Mi posso ricordare dei De André degli anni d’oro,
i De André che andavano ad abbattere il sistema precostituito,
un po’ anarchico, uno po’ così. Forse neanche
Tenco, perché Tenco era più raffinato. Rino
Gaetano chiaramente,.
Qualcosa
c’è. E’ il nome che avrei fatto. Per l’ironia
sferzante.
Sì,
l’ironia, il senso del divertimento.
Tu
però un po’ più cattivo, giusto?
Esattamente!
Diciamo che sono uno più incazzato, perché questo
è il termine giusto. Io l’ho vissuta molto sulla
pelle questo tipo di incazzatura.
Il
disco ti fa contento però. Sei soddisfatto di questo
disco?
Guarda
io sono soddisfatto del disco a livello di nascita. Adesso
il problema è che devo impegnarmi molto, ma molto,
ma molto a livello di crescita. Sennò ho paura che
anche questo disco faccia la fine degli altri miei album.
Che due anni dopo mi scrivano mail da mezzo mondo dicendo
che era geniale. Due anni dopo, tre anni dopo non mi serve
a un cazzo, sia chiaro! Mi serve che adesso cominci qualcuno
a dire “ma sai, lui ha uno voce un po’ particolare,
strana, un tipo di scrittura metrica strana, una musica originale,
forse che sia uno da tenere bene d’occhio per capirlo
fino in fondo?” Questo è il problema vero di
questo disco. Se riesco a tenerlo bello pimpante, qualcuno
prima o poi si accorgerà che ci sono significati nascosti
più profondi che vengono a galla, ci sono sonorità
non proprio comuni a tutti. E in questo modo inizi a fare
il viaggio che deve fare.
Gente
che se ne accorge ce n’è sempre, guarda, te lo
garantisco. E’ che è sempre e comunque in giro
piccolo. I giri della Pausini e di Ramazzotti sono più
grandi.
Ah guarda,
come ho scritto anche nella postfazione del mio comunicato
stampa citando una frase di Debussy: “il pubblico mi
apprezza? Avrò mica scritto una porcata?”. Io
pagherei per non diventare uno come Vasco Rossi. Diventare
una rock star proprio non mi interessa. Mi fa soffocare solo
l’idea. Io devo essere comunque libero nella mia vita.

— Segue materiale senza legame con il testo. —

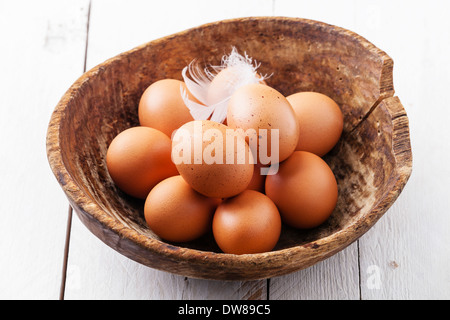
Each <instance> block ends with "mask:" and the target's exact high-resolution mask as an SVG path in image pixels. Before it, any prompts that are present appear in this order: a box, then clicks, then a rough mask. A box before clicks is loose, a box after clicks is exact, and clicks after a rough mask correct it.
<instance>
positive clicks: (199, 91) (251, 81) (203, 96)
mask: <svg viewBox="0 0 450 320" xmlns="http://www.w3.org/2000/svg"><path fill="white" fill-rule="evenodd" d="M259 66H260V64H258V63H256V62H253V60H252V58H250V57H248V56H247V54H244V56H242V55H240V54H239V53H238V52H237V50H236V48H235V47H233V48H232V50H231V53H230V54H229V55H224V56H223V57H222V61H221V64H220V65H219V66H209V67H208V68H207V67H205V68H203V70H202V69H201V68H200V67H199V65H198V64H197V63H196V61H195V60H193V61H192V62H191V63H189V65H188V66H187V67H185V68H184V69H183V71H182V76H183V80H184V82H185V84H186V87H187V90H188V91H189V92H190V93H191V94H192V95H193V96H194V97H195V98H196V99H197V100H198V101H200V102H201V104H199V103H197V102H195V101H192V100H191V99H189V96H188V94H187V92H186V90H184V89H182V97H183V100H184V102H185V104H186V106H187V107H188V108H189V111H190V113H191V115H192V117H193V118H194V119H195V120H206V119H209V118H210V117H211V118H210V120H212V121H216V122H220V123H222V122H224V121H225V119H226V116H227V108H228V101H229V100H230V97H231V95H232V94H233V93H234V92H235V91H236V90H237V89H238V88H240V87H241V86H244V85H246V84H251V83H258V82H262V81H263V80H264V79H266V78H267V76H259V75H258V74H257V72H256V70H257V69H258V68H259ZM230 67H233V73H234V74H235V77H234V78H233V81H232V82H230V83H227V85H226V86H224V87H223V88H222V89H221V90H223V92H222V95H221V96H222V97H225V98H223V99H221V101H219V102H216V101H208V90H209V88H210V85H211V82H212V81H213V80H214V78H215V76H216V75H217V74H218V73H219V72H220V71H222V70H224V69H226V68H230ZM188 73H189V76H190V78H189V77H188Z"/></svg>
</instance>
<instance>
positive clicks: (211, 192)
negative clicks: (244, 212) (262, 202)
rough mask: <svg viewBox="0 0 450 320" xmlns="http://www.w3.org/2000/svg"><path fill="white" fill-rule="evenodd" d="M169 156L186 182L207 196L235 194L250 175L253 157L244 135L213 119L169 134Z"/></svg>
mask: <svg viewBox="0 0 450 320" xmlns="http://www.w3.org/2000/svg"><path fill="white" fill-rule="evenodd" d="M227 129H228V130H227ZM227 134H228V136H227ZM230 143H231V144H230ZM172 159H173V161H174V163H175V164H176V166H177V169H178V171H179V172H180V174H181V176H182V177H183V178H184V179H185V180H186V182H187V183H189V185H190V186H191V187H192V188H194V190H196V191H198V192H200V193H201V194H203V195H205V196H208V197H214V198H228V197H231V196H234V195H237V194H238V193H240V192H242V191H243V190H245V189H246V188H247V186H248V185H249V183H250V181H251V179H252V176H253V158H252V154H251V151H250V149H249V147H248V145H247V143H246V142H245V140H244V138H243V137H242V136H240V135H239V134H234V130H229V128H228V127H227V126H225V125H223V124H221V123H218V122H214V121H209V120H198V121H191V122H188V123H186V124H185V125H183V126H181V127H180V128H179V129H178V130H177V132H176V134H175V135H174V137H173V141H172Z"/></svg>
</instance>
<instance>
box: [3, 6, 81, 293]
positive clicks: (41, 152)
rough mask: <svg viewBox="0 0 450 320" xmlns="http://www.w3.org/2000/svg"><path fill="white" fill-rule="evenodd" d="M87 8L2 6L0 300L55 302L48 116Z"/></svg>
mask: <svg viewBox="0 0 450 320" xmlns="http://www.w3.org/2000/svg"><path fill="white" fill-rule="evenodd" d="M86 13H87V1H58V0H53V1H51V0H46V1H33V0H29V1H1V2H0V39H1V41H2V44H1V50H0V108H1V114H0V150H1V152H0V164H1V165H0V181H1V183H0V195H1V201H0V252H1V255H2V258H1V262H0V271H1V272H0V288H1V289H0V299H58V296H59V289H60V282H61V270H62V261H63V250H64V238H65V227H66V219H67V214H66V213H67V200H66V198H65V196H64V194H63V192H62V190H61V188H60V187H59V185H58V183H57V181H56V179H55V178H54V176H53V174H52V173H51V170H50V167H49V165H48V162H47V156H46V149H45V138H46V131H47V125H48V122H49V120H50V115H51V112H52V111H53V109H54V107H55V106H56V104H57V102H58V100H59V99H60V97H61V96H62V95H63V93H64V92H65V90H66V89H67V88H68V86H69V85H70V84H71V83H72V82H73V81H74V80H75V79H76V78H77V77H78V76H79V75H80V74H81V73H82V70H83V63H84V59H83V57H84V48H85V41H86V39H85V34H86V32H85V29H86Z"/></svg>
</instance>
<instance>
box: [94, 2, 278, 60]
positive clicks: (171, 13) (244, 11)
mask: <svg viewBox="0 0 450 320" xmlns="http://www.w3.org/2000/svg"><path fill="white" fill-rule="evenodd" d="M267 15H272V0H250V1H241V0H228V1H226V2H220V3H219V4H218V3H216V2H212V1H209V0H190V1H183V0H181V1H180V0H168V1H158V2H154V1H146V0H131V1H123V0H93V1H92V18H93V19H92V20H91V29H90V35H89V54H88V69H89V68H91V67H94V66H95V65H97V64H99V63H101V62H103V61H104V60H106V59H108V58H110V57H113V56H115V55H117V54H119V53H121V52H124V51H127V50H130V49H132V48H134V47H136V46H138V45H141V44H144V43H146V42H148V41H151V40H154V39H158V38H160V37H163V36H167V35H170V34H173V33H176V32H179V31H182V30H185V29H188V28H192V27H196V26H198V25H201V24H204V23H208V22H213V21H217V20H222V19H229V18H237V17H246V16H267ZM91 44H92V46H91Z"/></svg>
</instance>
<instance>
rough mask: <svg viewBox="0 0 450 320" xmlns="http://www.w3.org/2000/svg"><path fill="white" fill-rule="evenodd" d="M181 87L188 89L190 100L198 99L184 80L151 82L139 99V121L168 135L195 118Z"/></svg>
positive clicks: (144, 125)
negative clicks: (186, 84)
mask: <svg viewBox="0 0 450 320" xmlns="http://www.w3.org/2000/svg"><path fill="white" fill-rule="evenodd" d="M181 88H183V89H184V90H186V93H187V94H188V97H189V99H190V100H193V101H195V102H197V103H198V100H197V99H195V97H194V96H193V95H192V94H190V92H188V91H187V88H186V85H185V83H184V82H182V81H180V80H175V79H163V80H159V81H156V82H154V83H153V84H151V85H150V86H149V87H148V88H147V89H146V90H145V91H144V93H143V94H142V97H141V99H140V101H139V122H140V124H141V126H146V127H151V128H155V129H158V130H160V131H162V132H163V133H165V134H166V135H167V136H168V137H171V136H172V133H173V131H174V130H176V129H178V128H179V127H180V126H182V125H183V124H185V123H186V122H189V121H192V120H194V118H193V117H192V115H191V113H190V112H189V109H188V108H187V107H186V105H185V104H184V101H183V98H182V96H181Z"/></svg>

Però vorrei riuscire a campare di questo lavoro.
(Per
la prima volta mi finisce lo spazio su disco prima di finire
l'intervista. Forse Rudy sarebbe andato avanti ancora a lungo.
Dopo 15 anni di silenzio di cose da dire ce ne sono veramente
tante. Sarà per un'altra volta Rudy, intanto grazie
di averci dimostrato di essere ancora geniale).